Revisionist Melodrama

               The Hours, an enchanting film that follows the story of Virginia Woolf and how she came to write her novel, Mrs. Dalloway, portrays the protagonists of the film as characters in Woolf’s novel. Both characters, Laura and Clarissa, are on similar paths to the one that Woolf herself was on as she wrote her famous novel. They both discover their bisexual tendencies later in life. They are both depressed, contemplating suicide, and involved in romantic relationships that are seemingly going nowhere. The audience realizes at the end of the film that Laura’s son, Richard, is Clarissa’s former lover who is dying of AIDS. Once he dies, Clarissa briefly considers suicide, but restrains herself. Laura’s suicidal moment comes when she discovers she is bisexual; she also restrains herself, but flees from her family.

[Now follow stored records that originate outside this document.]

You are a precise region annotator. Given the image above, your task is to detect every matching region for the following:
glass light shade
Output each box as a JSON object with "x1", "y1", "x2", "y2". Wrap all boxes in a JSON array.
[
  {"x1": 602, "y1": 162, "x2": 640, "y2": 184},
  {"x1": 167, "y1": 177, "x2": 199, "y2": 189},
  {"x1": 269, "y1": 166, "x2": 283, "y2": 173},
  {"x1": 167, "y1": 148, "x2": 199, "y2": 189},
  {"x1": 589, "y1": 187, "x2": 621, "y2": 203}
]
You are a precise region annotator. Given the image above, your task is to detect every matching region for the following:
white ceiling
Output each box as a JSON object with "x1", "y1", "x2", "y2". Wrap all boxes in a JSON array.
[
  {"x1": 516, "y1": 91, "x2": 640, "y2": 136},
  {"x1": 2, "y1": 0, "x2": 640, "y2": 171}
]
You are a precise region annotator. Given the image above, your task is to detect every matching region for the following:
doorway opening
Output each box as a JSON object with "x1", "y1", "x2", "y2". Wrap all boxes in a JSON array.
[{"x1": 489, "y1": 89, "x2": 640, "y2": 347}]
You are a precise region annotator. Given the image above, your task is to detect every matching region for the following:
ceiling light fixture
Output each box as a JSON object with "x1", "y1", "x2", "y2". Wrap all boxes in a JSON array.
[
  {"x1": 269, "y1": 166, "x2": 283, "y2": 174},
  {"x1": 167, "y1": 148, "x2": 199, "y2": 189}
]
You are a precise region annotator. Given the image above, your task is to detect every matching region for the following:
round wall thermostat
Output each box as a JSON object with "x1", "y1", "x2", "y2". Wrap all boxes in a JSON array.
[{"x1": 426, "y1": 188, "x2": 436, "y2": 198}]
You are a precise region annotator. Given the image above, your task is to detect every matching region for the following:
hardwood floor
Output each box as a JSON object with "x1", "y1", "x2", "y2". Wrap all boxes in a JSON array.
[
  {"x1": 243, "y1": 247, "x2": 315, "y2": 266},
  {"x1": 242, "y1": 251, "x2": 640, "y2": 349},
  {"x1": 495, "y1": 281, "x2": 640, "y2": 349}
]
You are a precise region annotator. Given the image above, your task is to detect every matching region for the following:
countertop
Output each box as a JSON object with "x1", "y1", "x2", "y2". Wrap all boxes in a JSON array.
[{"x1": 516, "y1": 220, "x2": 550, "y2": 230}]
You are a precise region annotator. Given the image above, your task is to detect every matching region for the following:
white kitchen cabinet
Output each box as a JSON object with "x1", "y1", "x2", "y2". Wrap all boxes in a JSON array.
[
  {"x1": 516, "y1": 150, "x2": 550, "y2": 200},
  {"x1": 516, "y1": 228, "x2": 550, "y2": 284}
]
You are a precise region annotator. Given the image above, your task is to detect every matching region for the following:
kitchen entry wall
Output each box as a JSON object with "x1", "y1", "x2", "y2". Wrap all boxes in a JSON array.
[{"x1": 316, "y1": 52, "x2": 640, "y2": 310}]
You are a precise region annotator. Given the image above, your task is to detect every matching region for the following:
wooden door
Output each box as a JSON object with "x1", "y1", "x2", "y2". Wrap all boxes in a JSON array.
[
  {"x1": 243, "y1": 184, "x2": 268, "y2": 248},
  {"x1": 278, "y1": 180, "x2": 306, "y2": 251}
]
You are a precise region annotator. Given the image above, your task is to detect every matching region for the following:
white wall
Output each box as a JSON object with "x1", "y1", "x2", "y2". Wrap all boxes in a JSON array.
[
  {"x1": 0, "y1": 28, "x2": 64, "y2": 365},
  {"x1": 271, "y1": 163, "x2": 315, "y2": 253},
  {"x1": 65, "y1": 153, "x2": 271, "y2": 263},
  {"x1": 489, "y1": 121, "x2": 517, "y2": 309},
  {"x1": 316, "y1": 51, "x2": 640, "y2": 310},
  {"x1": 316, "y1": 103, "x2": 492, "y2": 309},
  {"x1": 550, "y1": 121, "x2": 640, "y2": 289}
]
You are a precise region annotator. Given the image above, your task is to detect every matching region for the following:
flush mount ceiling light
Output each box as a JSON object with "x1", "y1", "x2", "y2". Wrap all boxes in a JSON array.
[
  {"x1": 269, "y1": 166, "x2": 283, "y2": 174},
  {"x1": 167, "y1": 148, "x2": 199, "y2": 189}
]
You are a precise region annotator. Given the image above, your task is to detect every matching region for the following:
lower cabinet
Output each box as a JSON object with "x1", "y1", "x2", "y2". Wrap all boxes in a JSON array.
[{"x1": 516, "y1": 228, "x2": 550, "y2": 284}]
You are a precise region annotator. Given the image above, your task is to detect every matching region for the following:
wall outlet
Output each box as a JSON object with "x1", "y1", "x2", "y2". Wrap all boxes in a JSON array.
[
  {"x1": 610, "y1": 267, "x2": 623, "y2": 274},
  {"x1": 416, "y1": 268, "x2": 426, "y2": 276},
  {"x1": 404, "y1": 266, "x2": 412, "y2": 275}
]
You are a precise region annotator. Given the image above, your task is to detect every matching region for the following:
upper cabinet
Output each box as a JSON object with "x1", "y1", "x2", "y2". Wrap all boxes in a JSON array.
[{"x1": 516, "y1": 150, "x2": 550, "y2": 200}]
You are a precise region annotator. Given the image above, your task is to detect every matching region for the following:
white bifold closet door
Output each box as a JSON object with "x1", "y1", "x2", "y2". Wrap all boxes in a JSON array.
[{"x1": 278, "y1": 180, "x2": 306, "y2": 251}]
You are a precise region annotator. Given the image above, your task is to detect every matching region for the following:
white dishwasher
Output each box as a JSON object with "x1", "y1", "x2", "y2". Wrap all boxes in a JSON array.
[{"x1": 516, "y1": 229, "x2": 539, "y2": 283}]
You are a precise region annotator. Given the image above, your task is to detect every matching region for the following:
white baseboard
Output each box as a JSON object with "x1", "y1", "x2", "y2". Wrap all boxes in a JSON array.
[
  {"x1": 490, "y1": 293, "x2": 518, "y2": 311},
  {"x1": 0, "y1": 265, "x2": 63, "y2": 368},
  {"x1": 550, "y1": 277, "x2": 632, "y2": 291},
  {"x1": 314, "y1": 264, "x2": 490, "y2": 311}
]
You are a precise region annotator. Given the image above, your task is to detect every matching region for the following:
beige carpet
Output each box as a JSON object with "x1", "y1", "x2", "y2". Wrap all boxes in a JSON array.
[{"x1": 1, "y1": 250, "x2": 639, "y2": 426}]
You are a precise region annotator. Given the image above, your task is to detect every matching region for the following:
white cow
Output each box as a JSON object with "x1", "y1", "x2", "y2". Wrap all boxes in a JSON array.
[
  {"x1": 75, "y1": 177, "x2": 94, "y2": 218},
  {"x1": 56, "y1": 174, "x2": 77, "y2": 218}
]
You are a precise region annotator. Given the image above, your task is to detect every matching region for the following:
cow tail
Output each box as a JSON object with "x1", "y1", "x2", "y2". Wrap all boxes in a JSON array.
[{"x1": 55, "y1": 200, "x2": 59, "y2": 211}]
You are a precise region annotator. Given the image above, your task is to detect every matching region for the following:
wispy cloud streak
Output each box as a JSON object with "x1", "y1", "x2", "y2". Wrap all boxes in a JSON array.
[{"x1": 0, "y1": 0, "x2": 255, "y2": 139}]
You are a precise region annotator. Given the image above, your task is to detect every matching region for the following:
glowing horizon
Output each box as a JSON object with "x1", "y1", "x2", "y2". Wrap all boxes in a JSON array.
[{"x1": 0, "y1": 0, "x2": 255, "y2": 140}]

                Unlike earlier melodramas, which deal with the violation of the family unit within society, in the traditional venue of divorce and “rich-girl-marries-poor-boy”, The Hours introduces modern day variations of love into the film, which further violate the traditional melodrama family unit. In all three narratives of the film, Virginia’s, Laura’s, and Clarissa’s, the nuclear family unit is questioned in various ways. Virginia is in a rut with her husband: he is forcing her to convalesce in an environment which she doesn’t wish to be in. Her heterosexuality is then questioned when she kisses her sister. She has no children, unlike her sister, and because of her questionable sexual orientation and relationship with her husband, her traditional family unit is not typical to society. Similarly, Laura was a loner in high school, and she still doesn’t fit in to the typical upper class society that her peers are members of. She also is of questionable sexual orientation, and she flees from her family. Her flight ruins her children’s lives and supposedly causes her son to become gay: a definite violation of traditional families. Lastly, Clarissa discovered her bisexuality later in life, and is now in a dead-end relationship with her female partner. Her daughter is upset with her, and Clarissa is depressed. Her family is seemingly the most untraditional of all the families in the film. All three untraditional families in the film further extend the violation of traditional nuclear families in melodramas.